A senhora do fogão à lenha

Agosto é o mês do folclore. E lá vem mais um texto inspirado nos “causos” da minha mãe. (A primeira publicação foi o “Anão e a Mexerica”).

Não sei se alguém já ouviu, mas a história que vou contar é da “Senhora do fogão à Lenha”.

Cresci sabendo que minha mãe não tolerava palavrões. E até hoje ela tem essa opinião. “É muito feio ficar falando palavrões. Além de ser falta de educação, atrai coisas ruins. E coisa ruim não é bom a gente brincar.

E na algazarra do dia a dia, vez ou outra saía uma treta entre os irmãos e também escapava uns palavrões. O problema era quando ela ouvia. – “Ah é, falando palavrão? Depois não quero ver ninguém chorando quando a senhora aparecer durante a noite!”.

Pronto! Bastava este comentário para a gente ficar com a consciência pesada e ainda se borrando de medo de receber a visita da tal “senhora”. E logo vinha à imaginação a tal senhora punidora de crianças que falam palavrões. Sentada em um fogão à lenha, enquanto os caldeirões ferviam sob as chamas do fogaréu, a senhora não dizia nada, mas o seus olhos eram apavorantes. Não porque soltavam fogos, mas porque sabiam muito bem o quanto tínhamos sido desobedientes naquele dia. E só de pensar nisso era o suficiente para não querer, de forma alguma, cruzar com aqueles olhos inquisidores.

E quantas noites fui para a cama pensando na tal senhora, com sua roupa acinzentada, seu capuz sinistro e aquele inseparável cachimbo. E você pode até se perguntar: – A senhora era uma bruxa má, então?

Sim, com a imaginação fértil de uma criança, a tal senhora ganhava uma proporção tão temível, que chamá-la de bruxa, seria até um elogio.
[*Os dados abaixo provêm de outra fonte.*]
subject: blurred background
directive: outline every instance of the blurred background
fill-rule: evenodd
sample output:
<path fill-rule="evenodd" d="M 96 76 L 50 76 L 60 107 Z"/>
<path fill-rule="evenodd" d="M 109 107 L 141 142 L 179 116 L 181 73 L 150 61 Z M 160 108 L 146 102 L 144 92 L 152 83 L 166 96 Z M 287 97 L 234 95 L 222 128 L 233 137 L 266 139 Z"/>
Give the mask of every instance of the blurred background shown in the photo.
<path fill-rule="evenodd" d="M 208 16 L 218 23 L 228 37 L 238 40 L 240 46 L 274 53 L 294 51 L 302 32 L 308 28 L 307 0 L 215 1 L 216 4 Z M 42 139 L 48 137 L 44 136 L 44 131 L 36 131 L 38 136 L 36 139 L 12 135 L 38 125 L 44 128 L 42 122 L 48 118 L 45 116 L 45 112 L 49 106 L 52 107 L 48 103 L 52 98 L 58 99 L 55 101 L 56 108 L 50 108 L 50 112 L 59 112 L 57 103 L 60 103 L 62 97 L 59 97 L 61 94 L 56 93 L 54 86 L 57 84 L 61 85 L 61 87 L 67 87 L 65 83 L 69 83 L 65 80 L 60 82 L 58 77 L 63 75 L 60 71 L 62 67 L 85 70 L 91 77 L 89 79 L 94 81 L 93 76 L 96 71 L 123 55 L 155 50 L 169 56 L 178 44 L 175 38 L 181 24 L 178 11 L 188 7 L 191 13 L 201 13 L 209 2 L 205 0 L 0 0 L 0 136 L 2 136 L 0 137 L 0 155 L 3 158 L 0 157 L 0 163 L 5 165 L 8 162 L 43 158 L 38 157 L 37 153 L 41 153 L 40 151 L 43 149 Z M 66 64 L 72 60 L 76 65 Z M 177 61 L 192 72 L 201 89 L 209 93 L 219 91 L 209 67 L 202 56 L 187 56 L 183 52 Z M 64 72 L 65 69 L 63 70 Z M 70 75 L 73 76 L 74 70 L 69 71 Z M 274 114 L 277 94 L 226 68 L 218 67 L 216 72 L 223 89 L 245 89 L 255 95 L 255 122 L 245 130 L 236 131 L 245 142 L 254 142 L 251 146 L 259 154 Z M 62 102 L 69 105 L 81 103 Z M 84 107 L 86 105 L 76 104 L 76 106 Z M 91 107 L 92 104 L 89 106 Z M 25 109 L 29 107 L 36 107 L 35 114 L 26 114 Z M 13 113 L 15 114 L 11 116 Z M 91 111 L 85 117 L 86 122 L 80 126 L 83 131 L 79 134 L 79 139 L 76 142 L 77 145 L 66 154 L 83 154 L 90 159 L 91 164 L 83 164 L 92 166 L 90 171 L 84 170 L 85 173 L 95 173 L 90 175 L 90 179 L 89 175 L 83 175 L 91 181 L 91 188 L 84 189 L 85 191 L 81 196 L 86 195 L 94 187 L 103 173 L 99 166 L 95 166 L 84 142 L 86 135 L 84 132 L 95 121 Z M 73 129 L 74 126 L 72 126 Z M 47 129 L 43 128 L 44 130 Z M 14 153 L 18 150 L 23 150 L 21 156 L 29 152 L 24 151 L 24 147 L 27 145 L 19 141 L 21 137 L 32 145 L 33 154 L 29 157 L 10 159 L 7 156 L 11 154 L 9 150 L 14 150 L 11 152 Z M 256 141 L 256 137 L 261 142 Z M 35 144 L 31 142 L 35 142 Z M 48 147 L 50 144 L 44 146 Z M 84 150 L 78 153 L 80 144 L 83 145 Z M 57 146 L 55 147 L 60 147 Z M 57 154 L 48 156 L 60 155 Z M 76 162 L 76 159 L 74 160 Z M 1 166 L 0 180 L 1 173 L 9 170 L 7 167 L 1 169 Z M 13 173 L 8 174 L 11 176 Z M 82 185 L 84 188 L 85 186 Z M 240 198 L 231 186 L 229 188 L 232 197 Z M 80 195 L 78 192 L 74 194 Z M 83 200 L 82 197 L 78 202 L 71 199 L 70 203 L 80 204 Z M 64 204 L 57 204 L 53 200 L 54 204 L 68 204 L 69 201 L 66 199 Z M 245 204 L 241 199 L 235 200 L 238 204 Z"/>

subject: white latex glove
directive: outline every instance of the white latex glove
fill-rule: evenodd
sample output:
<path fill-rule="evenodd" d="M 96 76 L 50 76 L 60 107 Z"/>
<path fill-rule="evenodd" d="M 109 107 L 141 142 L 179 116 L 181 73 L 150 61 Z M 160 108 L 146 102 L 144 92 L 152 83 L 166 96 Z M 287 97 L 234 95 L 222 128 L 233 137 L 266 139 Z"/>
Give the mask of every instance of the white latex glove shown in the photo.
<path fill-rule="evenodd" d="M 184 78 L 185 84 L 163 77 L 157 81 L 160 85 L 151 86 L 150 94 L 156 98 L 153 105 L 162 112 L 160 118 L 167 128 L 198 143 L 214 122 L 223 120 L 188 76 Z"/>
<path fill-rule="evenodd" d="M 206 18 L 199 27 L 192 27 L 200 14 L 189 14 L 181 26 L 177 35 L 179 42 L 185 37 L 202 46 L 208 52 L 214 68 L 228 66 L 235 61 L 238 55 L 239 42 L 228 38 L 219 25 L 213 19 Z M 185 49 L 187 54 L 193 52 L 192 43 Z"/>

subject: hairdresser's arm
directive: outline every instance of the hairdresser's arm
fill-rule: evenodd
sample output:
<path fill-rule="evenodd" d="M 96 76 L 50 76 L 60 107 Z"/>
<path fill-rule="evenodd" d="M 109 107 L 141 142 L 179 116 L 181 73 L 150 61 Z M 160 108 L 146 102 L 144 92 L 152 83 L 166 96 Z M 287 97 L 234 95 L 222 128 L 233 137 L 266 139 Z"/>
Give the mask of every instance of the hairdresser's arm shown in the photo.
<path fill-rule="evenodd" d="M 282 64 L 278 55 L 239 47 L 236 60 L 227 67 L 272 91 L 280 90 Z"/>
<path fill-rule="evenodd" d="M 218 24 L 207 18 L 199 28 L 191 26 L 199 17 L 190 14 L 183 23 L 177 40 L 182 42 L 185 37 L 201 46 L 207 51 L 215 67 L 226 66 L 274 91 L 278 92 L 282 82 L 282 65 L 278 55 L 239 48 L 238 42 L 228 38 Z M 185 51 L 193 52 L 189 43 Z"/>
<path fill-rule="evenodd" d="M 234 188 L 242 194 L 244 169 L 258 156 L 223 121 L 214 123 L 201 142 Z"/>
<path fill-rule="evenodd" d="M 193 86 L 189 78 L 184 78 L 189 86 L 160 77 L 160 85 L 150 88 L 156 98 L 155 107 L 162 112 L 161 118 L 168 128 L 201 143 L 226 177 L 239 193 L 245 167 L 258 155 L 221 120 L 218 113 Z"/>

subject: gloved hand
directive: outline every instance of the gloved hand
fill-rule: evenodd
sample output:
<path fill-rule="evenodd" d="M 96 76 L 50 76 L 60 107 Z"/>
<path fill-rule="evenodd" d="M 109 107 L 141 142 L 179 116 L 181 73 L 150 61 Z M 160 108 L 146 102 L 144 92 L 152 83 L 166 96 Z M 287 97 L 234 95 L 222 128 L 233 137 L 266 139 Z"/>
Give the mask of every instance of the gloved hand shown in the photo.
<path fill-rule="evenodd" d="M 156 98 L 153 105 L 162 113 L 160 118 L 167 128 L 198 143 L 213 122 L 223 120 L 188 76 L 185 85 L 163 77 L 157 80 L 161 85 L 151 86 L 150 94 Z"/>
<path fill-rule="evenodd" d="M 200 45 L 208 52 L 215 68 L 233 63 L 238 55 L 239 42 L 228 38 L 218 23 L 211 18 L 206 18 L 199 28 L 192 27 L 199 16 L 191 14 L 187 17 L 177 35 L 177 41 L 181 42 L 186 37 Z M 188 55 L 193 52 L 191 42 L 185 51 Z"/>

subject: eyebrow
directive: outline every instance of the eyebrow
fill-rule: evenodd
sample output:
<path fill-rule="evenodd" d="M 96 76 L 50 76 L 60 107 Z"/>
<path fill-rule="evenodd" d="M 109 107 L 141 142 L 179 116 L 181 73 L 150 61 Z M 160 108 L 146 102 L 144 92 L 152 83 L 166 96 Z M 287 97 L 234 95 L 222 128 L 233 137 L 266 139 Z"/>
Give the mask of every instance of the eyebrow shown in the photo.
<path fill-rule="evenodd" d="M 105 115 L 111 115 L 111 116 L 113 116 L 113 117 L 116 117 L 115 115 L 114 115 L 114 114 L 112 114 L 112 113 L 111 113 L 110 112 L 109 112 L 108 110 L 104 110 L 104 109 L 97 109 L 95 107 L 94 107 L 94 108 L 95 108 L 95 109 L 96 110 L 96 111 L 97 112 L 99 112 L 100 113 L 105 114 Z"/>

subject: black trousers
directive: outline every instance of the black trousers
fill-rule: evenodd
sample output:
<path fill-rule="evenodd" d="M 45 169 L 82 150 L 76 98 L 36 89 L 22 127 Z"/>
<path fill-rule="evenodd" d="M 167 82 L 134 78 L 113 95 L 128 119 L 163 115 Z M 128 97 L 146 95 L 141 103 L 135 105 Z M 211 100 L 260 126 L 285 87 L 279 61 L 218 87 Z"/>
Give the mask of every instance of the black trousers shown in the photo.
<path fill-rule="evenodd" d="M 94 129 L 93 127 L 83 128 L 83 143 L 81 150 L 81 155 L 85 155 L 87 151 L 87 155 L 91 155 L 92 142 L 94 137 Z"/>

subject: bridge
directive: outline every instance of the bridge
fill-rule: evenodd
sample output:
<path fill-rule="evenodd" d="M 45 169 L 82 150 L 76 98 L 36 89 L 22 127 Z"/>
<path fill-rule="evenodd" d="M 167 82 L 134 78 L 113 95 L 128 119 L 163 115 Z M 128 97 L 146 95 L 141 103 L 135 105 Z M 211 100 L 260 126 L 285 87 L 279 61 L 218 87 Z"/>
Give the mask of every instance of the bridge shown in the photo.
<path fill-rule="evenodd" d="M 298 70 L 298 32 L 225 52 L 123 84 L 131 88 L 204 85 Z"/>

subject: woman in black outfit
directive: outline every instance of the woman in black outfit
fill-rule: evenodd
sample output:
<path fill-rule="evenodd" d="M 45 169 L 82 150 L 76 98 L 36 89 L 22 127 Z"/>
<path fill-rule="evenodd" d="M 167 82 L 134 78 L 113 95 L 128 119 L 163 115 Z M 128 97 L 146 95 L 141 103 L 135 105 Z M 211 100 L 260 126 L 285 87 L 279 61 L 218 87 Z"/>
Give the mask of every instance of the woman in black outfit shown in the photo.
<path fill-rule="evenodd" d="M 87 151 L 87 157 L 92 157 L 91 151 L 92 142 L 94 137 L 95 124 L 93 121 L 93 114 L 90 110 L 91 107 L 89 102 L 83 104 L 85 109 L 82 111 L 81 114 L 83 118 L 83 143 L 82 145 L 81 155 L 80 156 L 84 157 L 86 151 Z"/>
Bom mesmo era quando a gente fechava os olhos e, depois de um dia cheio de estripulias, pegava no sono pesado que nem mesmo o pior pesadelo acordava. Caso contrário, mesmo depois de muito rezar, dormir com todas as luzes da casa acesas era pouco para espantar o medo de ter um encontro indesejado com a tal senhora sentada perto do fogão à lenha, pronta para assustar qualquer criança que por ventura acordasse em meio à escuridão.

Agora não me perguntem o “por quê” do fogão à lenha, se a gente estava no quarto de dormir? Oras, porque quando se trata de imaginação tudo é possível! Então se a senhora aparecesse sozinha não teria graça. E minha mãe, boa que era nessa coisa de inventar histórias, incluiu o fogão à lenha no cenário talvez por inspiração na história de “João e Maria”. Talvez porque fogão à lenha era um lugar muito familiar para todos, principalmente nas noites frias, quando muitos ficavam próximos por causa do calor que vinham das brasas estalando enquanto mantinham a comida aquecida.

E o ‘causo’ da senhora até que surgiu efeito. Eu raramente solto um palavrão. Salvo alguns momentos de distração em que o dedinho do pé acaba colidindo com alguma coisa que encontra pelo caminho.

Salve o Dia do Folclore! Salvem os causos e lendas que povoam o imaginário popular!